We are first presented with the straightforward relationships: husband and wife, mother and daughter, parent and babysitter. However, once we get to the party, the interactions become more intense, and slightly less decipherable. While we know that the Hungarian wants Kidman, what exactly Nuala and her friend were planning on doing with Cruise remains a complete mystery. And what the host was doing with the whore at his own party is only hinted at - and assumed - by the audience. The number of unkown elements is taken up a notch. Why did Nick leave Med school? Why is he playing piano halfway across the country from where he lives - and exactly what experience does he have walking away from things?
After Cruise and Kidman fight at home, Cruise leaves for the home of one of his patients who has just died, and here we are confronted with an incredibly bizzare situation, as the daughter of this newly dead man proclaims her love for Cruise, despite her having been affianced to Karl (funny how I can remember his name and not hers). Her wild eyes and nervous manner leave us, and Cruise's character, intensely perplexed.

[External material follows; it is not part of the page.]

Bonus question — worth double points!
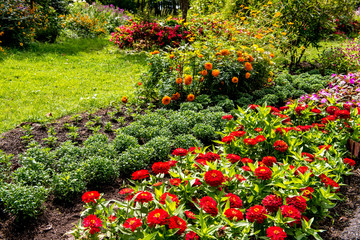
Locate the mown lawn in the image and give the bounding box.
[0,39,146,133]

From here he meets Domino, a prostitute whom he pays but does not end up sleeping with, leaving with the intention of going home - but not doing it. Domino is an interesting situation - the name for the cape and mask combination everyone was wearing at the ball, one might suspect that SHE was the one who offered - inexplicably - to save Cruise's life (warning him against the ironic background playing of Strangers in the Night). But he is told it wasn't her - she contracts aids and goes away - and we are left not feeling as if we know wholly what was going on.

Which is the whole point.

The movie is largely about this perceptual limitation/ alteration that alcohol, lack of sleep, sex drive, anything really can trigger. Innumerable other examples of this exists in the film but I must return to work.